Two recent reports – from the Schott Foundation and the Southern Poverty Law Center – highlight the degree to which young Black boys are losing ground in the classroom. The Schott Foundation’s 50 State Report on Public Education and Black Males for 2010, titled Yes We Can, reveals that nationally only 47% of Black males graduate from high school. In some places, like New York City and Detroit, that number is 28% and 27% percent respectively. The Southern Poverty Law Center report, Suspended Education: Urban Middle Schools in Crisis examines the disproportionate expulsion of Black boys from classrooms in the nation’s middle schools and their suspensions out-of-school. Both reports paint a frightening picture of the diminished opportunities for Black boys in this nation.
It is clear that a cradle to college commitment is now required to save young Black boys and that much of that effort is particularly important at the middle school level. The alarming dropout numbers and incarceration rate for Black males is attributable to systemic failures to support them earlier in their childhood. Complicating matters further is the absence of Black men from many households and the void it creates in the lives of Black boys.
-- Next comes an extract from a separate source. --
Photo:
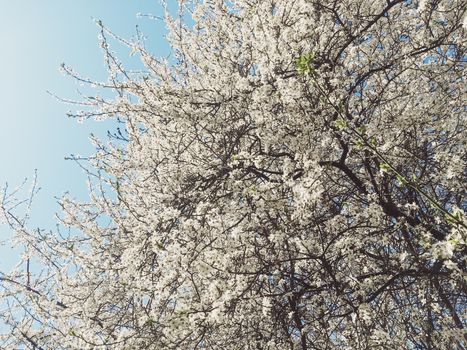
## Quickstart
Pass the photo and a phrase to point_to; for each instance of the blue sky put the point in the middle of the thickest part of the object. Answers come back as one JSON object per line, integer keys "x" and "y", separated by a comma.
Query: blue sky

We should not be surprised when we see young Black men opt for the streets and find solace in gangs when we have utterly failed to provide the support they need during their formative years. Schott Foundation President Dr. John H. Jackson notes, “A deliberate, intense focus is needed to disrupt and redirect the current educational trajectory for Black males.” I could not agree more.
Do not be confused and think that this problem is only in the inner cities. Young Black boys in suburban communities are just as vulnerable and many crumble under the isolation they experience. Simple geography will not save Black boys, many of whom learn early that their life is valued at a discount rate and who society views as a nuisance or threat before they reach their teen years. For these boys, childhood is fleeting and the joys children should reasonably expect are beyond their reach. In the end, we all lose when robbed of the contributions these boys could make, as men, to our nation and the world if we had given them a chance as children.
We must pursue every effort possible – from community engagement and mentoring to wholesale education reform –to change the life chances of Black boys. It always seems melodramatic when people paint the worst possible scenario for the future of Black people in our country. In this case, however, the doomsday portrait is a very real possibility. The grim school statistics only tell part of the story. Travel through many Black neighborhoods and the idleness of young Black men is very evident, as is their “relocation” to local jails and state corrections facilities, and their premature deaths. I can fully appreciate the frustrations of many Black women against the implosion of Black men, a process that starts during their adolescence.
While we push for school reform, and I speak primarily of public education and not charter schools, Blacks must make an investment in Black boys. Rather than wait for the gang, the warden or the grave to claim our boys, we must use every means at our disposal to intervene in their lives. It is time for every institution in our community, churches, Black colleges and fraternities, to develop on-the-ground programs that will embrace Black boys and give them positive life alternatives. Individuals can play a role too and should find a way to get involved with Black boys in their communities.
The reports from the Schott Foundation and the Southern Poverty Law Center give us fair warning of the plight of Black boys but if we continue to ignore the problem, it will come at our own expense.
Walter Fields is the Executive Editor of NorthStarNews.com.